Summary
- MoonPay said it has unveiled “MoonPay Agents,” a non-custodial software layer that lets AI directly handle digital assets and execute on-chain transactions.
- MoonPay said it aims to combine programmable wallets with AI to enable automated trading and payments, targeting direct interaction with DeFi and blockchain applications.
- Bloomberg reported that Intercontinental Exchange is discussing a potential investment in MoonPay, and that MoonPay is pursuing fundraising at around a $5 billion valuation.

MoonPay, a crypto payments and stablecoin infrastructure company, has unveiled a new software layer that enables AI systems to directly hold digital assets and execute on-chain transactions.
According to Cointelegraph on the 24th (local time), MoonPay launched “MoonPay Agents.” The product is designed with a non-custodial architecture; once funds are loaded, an AI agent can create a wallet, store digital assets, and carry out on-chain transactions without any separate human intervention.
Ivan Soto-Wright, MoonPay’s founder and CEO, said, “AI agents can reason, but without capital infrastructure they can’t take economic action,” adding that the product is “permissionless, non-custodial infrastructure.”
Until now, existing AI systems have largely been limited to data analysis or generating recommendations, with humans responsible for executing actual trades. MoonPay’s concept is to combine programmable wallets with AI to enable automated trading and payments. The company said this lays the groundwork for AI to interact directly with decentralized finance (DeFi) protocols and blockchain applications.

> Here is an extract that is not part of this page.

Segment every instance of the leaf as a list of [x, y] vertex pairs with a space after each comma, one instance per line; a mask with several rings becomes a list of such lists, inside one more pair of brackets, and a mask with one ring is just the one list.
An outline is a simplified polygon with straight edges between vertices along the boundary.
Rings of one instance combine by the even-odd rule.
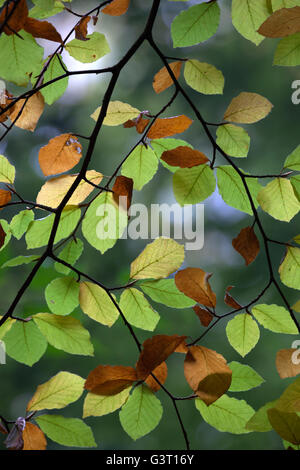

Interest in stablecoins and blockchain payment infrastructure is also expanding across traditional finance. Bloomberg reported that Intercontinental Exchange, the parent company of the New York Stock Exchange, held early-stage discussions about a potential investment in MoonPay. MoonPay is said to be seeking fundraising at a valuation of around $5 billion.
The World Economic Forum projected that the AI agent market could grow to $236 billion by 2034. A McKinsey survey found that about a quarter of companies said they are expanding their use of AI agents.
Cointelegraph analyzed that if AI agents carry out economic decision-making, stablecoins and blockchain networks are likely to play a central role as the underlying payment rails. Related infrastructure has also emerged, including Ethereum’s ERC-8004 standard, which assigns on-chain identities to AI agents, and Coinbase’s x402 protocol, which supports automated stablecoin payments.